Daniel no sabía qué era exactamente lo que le inquietaba de las personas que se habían mudado a la casa de al lado. La mujer era una de esas bellezas exóticas que sabes que inevitablemente te causarán problemas —de esas que los atrae por naturaleza—, el chico que la acompañaba lucía tan desaliñado, sucio y escuálido que era improbable que fuesen parejas.
—Bueno, he visto cruces peores —pensó Daniel en voz alta desde el balcón mientras se fumaba el quinto cigarro del día.
Lo cierto es que no podía dejar de pensar en esa casa. El cosquilleo que alguna vez experimentó al ver las nalgas de su mujer se presentaba ahora únicamente en esos momentos efímeros en que sus pensamientos volaban en esa dirección. Tenía tanta curiosidad que se le secaba la boca, y de vez en cuando aparecía un deseo denso y oscuro que nunca se hubiera imaginado sentir por ser un hombre de ética y razón.
«¿Y si mato a ese hombre y me quedo con esa blanca?», pensó Daniel. Fue ahí cuando descubrió que la inquietud se había transformado en una profunda obsesión.
En cuestión de semanas, cualquier atisbo de cariño hacia su pareja acabó desvaneciéndose. Daniel había dejado de asistir a su trabajo porque sus prioridades habían cambiado: ahora solo estaba concentrado en afilar.
—Te juro que si no dejas de afilar ese cuchillo me iré de la casa —le prometió su mujer, manteniendo aún la esperanza inocente de que el hombre que tanto había amado siguiera ahí. Para su desgracia, su amenaza ya no tenía sentido.
—Vete a la mierda —respondió Daniel con la mirada puesta en su cuchillo. Ella se quebró inevitablemente en llanto—. Has tardado demasiado en irte.
La misma noche que su mujer partió con maletas llenas para no volver, Daniel dio rienda suelta al tintineante y doloroso deseo que trastornaba su mente y le hacía arder el corazón. Sus piernas lo llevaron al callejón, sus manos rompieron de un puñetazo la ventana.
El cuchillo atravesó silencioso el abdomen del desaliñado cuando este se asomó descuidadamente en la esquina e hizo el patético intento de decir: «¿Quién anda ahí?». El cuerpo se desplomó en el suelo, y sus ojos y sus manos buscaron entre la bruma de la muerte a aquella hermosa mujer, desesperados, implorando por una última oportunidad de sentir y ver aquel rostro perfecto… Hasta que la vida se le apagó.
Y ella sonreía. El último gramo de humanidad que quedaba en Daniel quería entender la razón de esa sonrisa, pero el deseo sobrenatural de poseerla lo impulsó hacia el frente.
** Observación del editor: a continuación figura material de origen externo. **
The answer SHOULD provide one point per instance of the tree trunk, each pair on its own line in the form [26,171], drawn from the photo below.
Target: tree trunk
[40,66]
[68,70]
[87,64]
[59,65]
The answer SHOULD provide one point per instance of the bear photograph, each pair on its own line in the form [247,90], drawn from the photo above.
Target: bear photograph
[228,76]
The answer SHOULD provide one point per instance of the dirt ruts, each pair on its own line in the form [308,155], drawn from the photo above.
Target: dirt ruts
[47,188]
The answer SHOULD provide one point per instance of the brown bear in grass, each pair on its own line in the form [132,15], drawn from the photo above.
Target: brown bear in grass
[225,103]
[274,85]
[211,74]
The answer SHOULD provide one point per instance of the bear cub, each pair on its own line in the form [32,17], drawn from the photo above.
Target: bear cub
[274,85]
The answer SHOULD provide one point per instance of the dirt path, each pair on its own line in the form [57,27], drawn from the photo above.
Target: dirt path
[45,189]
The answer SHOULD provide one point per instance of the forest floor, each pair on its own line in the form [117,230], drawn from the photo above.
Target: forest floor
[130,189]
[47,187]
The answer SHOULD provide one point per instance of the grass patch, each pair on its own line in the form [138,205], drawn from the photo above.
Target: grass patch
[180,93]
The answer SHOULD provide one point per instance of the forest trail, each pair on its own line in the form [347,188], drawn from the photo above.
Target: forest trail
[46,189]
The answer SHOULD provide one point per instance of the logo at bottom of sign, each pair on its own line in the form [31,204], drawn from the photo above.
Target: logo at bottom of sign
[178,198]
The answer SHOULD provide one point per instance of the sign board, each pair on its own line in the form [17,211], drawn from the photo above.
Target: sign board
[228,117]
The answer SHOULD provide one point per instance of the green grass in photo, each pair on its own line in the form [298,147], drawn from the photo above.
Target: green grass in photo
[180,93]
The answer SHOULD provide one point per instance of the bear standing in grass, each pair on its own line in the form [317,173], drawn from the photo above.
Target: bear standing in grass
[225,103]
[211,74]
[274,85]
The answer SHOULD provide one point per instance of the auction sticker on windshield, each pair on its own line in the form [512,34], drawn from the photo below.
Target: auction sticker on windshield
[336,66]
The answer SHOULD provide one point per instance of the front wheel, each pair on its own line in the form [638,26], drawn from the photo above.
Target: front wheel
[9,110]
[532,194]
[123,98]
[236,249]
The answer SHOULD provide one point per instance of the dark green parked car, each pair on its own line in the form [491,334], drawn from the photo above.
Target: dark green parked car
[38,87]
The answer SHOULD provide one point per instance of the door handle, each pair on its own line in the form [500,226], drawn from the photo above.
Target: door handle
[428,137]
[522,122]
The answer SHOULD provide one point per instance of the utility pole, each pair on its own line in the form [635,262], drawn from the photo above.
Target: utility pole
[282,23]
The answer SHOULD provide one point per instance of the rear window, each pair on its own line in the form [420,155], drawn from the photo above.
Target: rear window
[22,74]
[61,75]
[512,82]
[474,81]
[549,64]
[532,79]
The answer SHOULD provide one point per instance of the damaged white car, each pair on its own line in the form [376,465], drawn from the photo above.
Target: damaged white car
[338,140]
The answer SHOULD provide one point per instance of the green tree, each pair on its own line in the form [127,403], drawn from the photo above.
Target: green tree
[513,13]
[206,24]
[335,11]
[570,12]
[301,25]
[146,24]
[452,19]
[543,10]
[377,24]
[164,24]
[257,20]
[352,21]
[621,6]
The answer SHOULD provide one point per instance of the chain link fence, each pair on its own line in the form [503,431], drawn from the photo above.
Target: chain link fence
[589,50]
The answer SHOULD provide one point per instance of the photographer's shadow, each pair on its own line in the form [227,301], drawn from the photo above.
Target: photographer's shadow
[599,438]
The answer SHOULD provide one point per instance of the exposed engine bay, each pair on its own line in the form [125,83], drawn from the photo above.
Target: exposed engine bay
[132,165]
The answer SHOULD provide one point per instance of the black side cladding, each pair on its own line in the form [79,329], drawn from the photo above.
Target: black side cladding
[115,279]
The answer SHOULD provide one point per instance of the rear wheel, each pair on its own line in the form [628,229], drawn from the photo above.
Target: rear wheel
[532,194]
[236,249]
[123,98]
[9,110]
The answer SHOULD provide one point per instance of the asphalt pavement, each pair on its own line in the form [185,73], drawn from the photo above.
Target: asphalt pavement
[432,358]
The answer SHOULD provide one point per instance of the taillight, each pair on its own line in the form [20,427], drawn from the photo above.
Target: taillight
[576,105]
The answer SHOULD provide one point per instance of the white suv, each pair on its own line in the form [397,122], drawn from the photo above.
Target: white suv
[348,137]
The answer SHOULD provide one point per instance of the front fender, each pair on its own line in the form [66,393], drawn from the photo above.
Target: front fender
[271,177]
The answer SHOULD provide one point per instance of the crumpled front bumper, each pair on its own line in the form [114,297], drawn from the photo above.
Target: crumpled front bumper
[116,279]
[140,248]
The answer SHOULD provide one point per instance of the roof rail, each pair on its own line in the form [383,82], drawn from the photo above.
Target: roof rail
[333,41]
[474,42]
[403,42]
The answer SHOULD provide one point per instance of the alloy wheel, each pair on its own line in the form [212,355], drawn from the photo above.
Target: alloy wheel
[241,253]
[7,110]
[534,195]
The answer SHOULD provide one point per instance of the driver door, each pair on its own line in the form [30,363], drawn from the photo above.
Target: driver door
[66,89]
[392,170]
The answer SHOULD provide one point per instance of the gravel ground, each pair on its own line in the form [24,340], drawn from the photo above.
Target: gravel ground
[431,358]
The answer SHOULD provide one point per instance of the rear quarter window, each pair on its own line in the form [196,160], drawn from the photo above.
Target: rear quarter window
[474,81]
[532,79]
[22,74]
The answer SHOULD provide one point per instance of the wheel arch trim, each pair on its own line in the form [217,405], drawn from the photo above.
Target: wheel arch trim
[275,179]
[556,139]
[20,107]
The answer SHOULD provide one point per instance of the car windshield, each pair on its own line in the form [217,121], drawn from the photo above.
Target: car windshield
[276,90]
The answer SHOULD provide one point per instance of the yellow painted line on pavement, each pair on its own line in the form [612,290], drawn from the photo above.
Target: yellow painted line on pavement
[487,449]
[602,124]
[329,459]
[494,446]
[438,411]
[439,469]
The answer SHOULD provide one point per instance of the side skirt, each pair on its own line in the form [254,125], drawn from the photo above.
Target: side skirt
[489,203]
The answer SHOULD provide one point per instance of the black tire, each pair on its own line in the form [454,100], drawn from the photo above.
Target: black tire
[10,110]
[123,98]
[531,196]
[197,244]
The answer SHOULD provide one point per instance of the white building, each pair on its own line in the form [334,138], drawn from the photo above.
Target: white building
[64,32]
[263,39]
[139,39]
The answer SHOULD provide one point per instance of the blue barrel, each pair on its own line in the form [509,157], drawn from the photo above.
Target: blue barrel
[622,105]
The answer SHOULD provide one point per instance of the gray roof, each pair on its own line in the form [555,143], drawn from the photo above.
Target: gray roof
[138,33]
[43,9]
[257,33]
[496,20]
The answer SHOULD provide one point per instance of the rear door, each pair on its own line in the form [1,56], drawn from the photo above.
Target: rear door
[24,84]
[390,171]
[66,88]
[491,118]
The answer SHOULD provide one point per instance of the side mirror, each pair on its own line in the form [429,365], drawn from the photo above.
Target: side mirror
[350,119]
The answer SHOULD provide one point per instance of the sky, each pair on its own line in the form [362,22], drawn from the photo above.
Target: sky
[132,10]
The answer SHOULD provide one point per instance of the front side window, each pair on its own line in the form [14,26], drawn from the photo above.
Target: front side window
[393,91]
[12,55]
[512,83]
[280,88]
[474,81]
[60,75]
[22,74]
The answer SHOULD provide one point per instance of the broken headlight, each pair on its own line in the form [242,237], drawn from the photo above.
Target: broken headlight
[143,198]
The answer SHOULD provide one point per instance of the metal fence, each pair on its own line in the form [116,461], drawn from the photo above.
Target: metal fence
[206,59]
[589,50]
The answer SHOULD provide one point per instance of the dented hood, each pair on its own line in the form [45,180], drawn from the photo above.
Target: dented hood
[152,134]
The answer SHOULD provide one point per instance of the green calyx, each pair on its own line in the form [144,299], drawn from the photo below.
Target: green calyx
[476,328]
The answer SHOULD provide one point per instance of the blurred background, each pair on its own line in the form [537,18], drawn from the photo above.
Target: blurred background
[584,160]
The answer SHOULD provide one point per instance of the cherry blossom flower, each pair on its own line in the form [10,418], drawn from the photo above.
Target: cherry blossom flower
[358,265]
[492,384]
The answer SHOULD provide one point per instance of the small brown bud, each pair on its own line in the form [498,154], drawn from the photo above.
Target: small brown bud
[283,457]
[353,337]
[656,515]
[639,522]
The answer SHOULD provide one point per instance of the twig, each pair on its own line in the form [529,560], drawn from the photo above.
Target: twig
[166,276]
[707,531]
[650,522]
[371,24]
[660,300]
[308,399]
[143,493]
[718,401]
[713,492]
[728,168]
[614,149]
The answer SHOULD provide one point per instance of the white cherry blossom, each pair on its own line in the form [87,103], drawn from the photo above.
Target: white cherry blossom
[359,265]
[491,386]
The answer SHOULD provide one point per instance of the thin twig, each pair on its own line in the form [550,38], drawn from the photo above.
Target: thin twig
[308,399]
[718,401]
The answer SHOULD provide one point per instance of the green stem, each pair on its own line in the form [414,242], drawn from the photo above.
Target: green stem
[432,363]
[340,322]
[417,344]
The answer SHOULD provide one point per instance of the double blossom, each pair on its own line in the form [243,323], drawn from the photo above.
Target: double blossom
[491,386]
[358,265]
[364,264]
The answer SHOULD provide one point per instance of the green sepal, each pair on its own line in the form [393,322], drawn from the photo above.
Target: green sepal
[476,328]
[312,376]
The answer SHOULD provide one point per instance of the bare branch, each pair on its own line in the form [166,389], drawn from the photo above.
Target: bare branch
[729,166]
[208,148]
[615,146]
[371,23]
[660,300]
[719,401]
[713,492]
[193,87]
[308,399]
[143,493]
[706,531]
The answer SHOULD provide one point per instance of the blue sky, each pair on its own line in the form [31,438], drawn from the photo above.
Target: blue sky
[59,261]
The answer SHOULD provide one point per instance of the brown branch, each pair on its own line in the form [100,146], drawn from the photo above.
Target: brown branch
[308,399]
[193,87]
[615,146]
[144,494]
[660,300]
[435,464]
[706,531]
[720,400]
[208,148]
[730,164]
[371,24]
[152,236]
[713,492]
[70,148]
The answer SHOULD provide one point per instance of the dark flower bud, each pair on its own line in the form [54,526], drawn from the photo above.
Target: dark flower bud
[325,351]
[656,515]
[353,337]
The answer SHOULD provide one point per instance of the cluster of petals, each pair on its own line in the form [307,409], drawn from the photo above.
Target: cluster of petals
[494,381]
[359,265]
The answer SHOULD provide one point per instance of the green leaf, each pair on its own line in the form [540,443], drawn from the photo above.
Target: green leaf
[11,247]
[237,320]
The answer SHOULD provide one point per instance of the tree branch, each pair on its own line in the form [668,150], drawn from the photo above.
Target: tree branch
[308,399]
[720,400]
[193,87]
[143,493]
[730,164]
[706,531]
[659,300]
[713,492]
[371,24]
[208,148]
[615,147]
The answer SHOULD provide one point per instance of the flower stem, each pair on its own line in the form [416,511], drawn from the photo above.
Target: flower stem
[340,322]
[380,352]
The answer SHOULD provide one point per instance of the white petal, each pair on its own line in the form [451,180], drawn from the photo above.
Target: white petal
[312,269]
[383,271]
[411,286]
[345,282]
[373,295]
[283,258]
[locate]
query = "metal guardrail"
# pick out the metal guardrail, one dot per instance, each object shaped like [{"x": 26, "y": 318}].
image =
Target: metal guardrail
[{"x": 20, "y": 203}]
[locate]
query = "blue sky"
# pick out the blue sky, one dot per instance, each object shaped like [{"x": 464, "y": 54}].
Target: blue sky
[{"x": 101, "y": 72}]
Y cuando la tomó, y ella bebió de la sangre del muerto junto a él, y Daniel observó que la piel de la mujer se hacía más blanca, sus senos más firmes y sus ojos más oscuros, acabó comprendiendo que su propia voluntad ya no le pertenecía. Esa tontería del libre albedrío ya no tenía sentido estando a su lado.
El tiempo pasó y ambos fueron capaces de borrar las huellas de aquel asesinato tan espantoso. Ella encontró la forma de cambiar sus nombres —como había hecho ya cientos de veces antes— y él se creyó en su inocencia de mortal que aquel excitante frenesí le duraría por siempre. No le importo ver cómo su vida se desvanecía, su alma se marchitaba y su cuerpo enfermaba; su compañera estaba feliz, radiante y cada día más joven, y para Daniel eso valía todos los sacrificios del mundo.
Pero ahora era Ricardo quien no sabía qué le inquietaba tanto de los vecinos que se habían mudado a la planta de arriba del edificio donde vivía. Él no podía saberlo —al igual que Daniel tampoco pudo—, pero aquella mujer ya lo había escogido como su siguiente presa.